—¿Cómo me queda? —me pregunta mientras se pasea por mi
habitación con la ropa que se acaba de comprar.
—Perfecto —le respondo con una falsa sonrisa. Pero ella no
la ve, está demasiado ocupada mirándose en el espejo.
Los pantalones le quedan increíbles, la camiseta hace que
sus pechos parezcan más grandes de lo que son, y la chaqueta naranja resalta el
moreno de su piel. Está preciosa y la miro con envidia porque sé que aunque yo
me pusiera esa ropa, jamás podría lucirla igual de bien que ella lo hace.
Se pasea por mi habitación y por el pasillo recreándose en
todos los espejos por los que pasa. Y yo me muero de celos al verla.

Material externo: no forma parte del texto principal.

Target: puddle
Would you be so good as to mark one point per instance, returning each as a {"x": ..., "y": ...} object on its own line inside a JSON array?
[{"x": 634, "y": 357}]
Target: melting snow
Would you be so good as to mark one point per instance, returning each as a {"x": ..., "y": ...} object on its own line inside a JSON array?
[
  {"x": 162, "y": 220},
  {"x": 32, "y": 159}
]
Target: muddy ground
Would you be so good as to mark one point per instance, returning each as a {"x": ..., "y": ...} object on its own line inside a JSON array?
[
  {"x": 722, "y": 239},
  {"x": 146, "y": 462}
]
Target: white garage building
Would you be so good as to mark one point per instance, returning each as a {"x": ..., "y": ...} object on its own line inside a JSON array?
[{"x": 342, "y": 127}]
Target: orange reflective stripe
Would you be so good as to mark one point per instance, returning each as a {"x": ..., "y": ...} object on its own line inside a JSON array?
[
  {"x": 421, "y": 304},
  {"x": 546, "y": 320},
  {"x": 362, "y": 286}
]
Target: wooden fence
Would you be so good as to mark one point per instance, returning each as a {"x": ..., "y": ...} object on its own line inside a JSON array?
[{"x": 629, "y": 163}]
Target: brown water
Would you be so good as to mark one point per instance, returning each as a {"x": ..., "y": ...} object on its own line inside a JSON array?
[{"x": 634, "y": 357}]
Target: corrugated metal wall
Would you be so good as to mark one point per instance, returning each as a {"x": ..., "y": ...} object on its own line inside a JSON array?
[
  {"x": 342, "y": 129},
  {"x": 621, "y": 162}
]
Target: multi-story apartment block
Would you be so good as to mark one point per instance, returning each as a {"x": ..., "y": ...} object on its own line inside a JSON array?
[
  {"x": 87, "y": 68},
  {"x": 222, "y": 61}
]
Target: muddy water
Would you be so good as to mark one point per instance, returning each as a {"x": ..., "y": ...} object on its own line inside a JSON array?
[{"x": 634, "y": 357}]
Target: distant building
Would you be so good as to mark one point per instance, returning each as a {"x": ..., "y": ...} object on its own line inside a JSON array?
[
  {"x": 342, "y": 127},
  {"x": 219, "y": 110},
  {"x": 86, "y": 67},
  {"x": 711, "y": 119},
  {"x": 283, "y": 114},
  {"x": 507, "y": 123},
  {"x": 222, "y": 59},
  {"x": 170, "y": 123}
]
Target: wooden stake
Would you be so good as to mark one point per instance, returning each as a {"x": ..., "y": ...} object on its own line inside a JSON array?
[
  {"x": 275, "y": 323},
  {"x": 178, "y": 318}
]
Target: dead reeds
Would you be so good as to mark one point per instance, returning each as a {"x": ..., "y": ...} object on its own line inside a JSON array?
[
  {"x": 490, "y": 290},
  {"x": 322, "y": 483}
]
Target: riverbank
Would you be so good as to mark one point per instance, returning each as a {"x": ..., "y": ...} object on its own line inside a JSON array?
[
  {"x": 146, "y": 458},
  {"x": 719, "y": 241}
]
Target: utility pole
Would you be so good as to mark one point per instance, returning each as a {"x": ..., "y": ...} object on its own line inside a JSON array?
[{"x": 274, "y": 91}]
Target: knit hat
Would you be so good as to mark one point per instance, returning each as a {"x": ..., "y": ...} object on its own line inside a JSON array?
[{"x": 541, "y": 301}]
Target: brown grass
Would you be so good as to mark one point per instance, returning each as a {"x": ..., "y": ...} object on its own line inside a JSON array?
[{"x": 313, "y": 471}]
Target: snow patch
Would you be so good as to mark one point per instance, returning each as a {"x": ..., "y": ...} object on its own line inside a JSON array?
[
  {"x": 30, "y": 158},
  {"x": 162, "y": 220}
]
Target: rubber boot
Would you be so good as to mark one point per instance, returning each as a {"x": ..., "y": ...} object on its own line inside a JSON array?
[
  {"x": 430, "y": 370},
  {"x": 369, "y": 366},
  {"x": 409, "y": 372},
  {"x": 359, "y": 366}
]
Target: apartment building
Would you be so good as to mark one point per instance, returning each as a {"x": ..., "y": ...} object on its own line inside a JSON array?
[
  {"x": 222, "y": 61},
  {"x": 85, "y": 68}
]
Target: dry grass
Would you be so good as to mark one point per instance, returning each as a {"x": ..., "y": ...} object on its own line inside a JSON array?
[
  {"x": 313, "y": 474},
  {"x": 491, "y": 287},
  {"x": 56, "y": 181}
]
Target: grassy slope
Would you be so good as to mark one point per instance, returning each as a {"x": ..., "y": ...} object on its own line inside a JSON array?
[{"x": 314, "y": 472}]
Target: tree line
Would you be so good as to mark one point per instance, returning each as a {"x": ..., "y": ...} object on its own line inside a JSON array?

—¿Bajamos a la cocina a merendar? Me está entrando hambre
—me pregunta.
—¿No te cambias antes?
—No. Mi padre nunca va a dejarme salir con esta ropa puesta,
mucho menos con la chaqueta. No tiene ni idea de qué es lo que se lleva ahora, sigue
anclado en los años setenta. Tengo que aprovechar para ponérmela ahora que no
me ve —responde encogiéndose de hombros.
La veo alejarse en dirección a las escaleras. «¿Por qué
tiene que ser tan bonita? Su cuerpo es perfecto; es simpática e inteligente.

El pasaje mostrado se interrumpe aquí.